As I thought these things to myself, I started to wake up a little and immediately crossed “chewing on an emery board” off my list of possibilities. It could have been a branch, but – there it was again! I looked at Jess because I needed a second opinion on what this alien noise could be, but she was snoring softly. I got out of bed to see if I could get closer to the source of the noise.
I listened for it again, and determined it was coming from the kitchen. I entered slowly and assessed the situation. Emma, our spritely one year old Rat Terrier, was curled up in her crate, and Sparki, our 14 year old Jack Russell Terrier, was in his bed snoring louder than Jess was. “Oh, maybe it was just Sparki snoring,” I whispered aloud.

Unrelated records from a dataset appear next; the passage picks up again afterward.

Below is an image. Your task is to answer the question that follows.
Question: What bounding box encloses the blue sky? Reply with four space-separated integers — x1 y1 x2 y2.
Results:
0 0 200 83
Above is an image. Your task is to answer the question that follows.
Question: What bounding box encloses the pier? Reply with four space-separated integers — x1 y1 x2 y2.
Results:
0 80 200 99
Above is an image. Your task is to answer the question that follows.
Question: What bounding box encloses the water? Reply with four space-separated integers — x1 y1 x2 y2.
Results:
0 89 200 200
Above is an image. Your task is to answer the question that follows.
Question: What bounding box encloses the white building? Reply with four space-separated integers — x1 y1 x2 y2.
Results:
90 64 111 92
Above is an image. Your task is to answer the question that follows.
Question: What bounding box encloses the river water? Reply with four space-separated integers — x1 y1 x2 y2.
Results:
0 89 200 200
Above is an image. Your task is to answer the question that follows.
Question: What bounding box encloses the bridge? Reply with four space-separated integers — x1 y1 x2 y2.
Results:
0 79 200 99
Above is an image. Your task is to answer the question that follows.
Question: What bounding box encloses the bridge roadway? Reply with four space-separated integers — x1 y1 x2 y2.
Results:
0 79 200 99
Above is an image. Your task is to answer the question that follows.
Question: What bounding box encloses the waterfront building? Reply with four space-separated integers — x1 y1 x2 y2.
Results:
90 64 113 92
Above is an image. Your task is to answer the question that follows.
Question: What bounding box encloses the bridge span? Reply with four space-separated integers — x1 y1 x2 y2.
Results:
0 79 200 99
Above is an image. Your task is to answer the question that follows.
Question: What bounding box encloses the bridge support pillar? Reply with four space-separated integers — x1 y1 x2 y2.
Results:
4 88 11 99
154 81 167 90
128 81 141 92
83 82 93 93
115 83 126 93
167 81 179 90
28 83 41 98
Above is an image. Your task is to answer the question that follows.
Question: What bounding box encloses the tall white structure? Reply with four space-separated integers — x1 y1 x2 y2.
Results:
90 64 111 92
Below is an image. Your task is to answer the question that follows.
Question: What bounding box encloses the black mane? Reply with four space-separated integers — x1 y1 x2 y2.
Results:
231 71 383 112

I stopped in my tracks and suddenly, months later, the previous tenant’s words began to register. I knew he said that their cat kept something at bay – oh what was it? We were standing right here in the kitchen when he said it, too. Was it a mouse? I whispered, shrilly. I reached for the kitchen light and flicked it on just in time to see a little grey mouse skitter from the dog food bowl to the pantry. I squealed and jumped back, wanting to get my feet off the floor as quickly as possible because it could…what? Eat me? Crawl up my pants and shirt and into my ear?
My fear turned to anger. I was mad at that mouse for scaring me, and mad at myself for being scared. It was just a mouse! It couldn’t do anything to me! Except maybe bite me and infect me with Rickettsialpox. Or worse, get into my Teddy Grahams. Or crawl all over me in my sleep, stopping only to lick my eyeballs… I skeeved momentarily, then grew determined.
“I’ll get you, you little bastard!” I whispered into the night. “I’ll get you!” I turned on the light to the pantry and looked for the mouse. I wasn’t sure what finding and looking at the mouse would accomplish, but I knew I needed to see it in a non-scampering state. Also, if it was still, then I could more easily direct my angry gaze into its beady little eyes. If it came out at that moment, however, I probably would have crapped myself.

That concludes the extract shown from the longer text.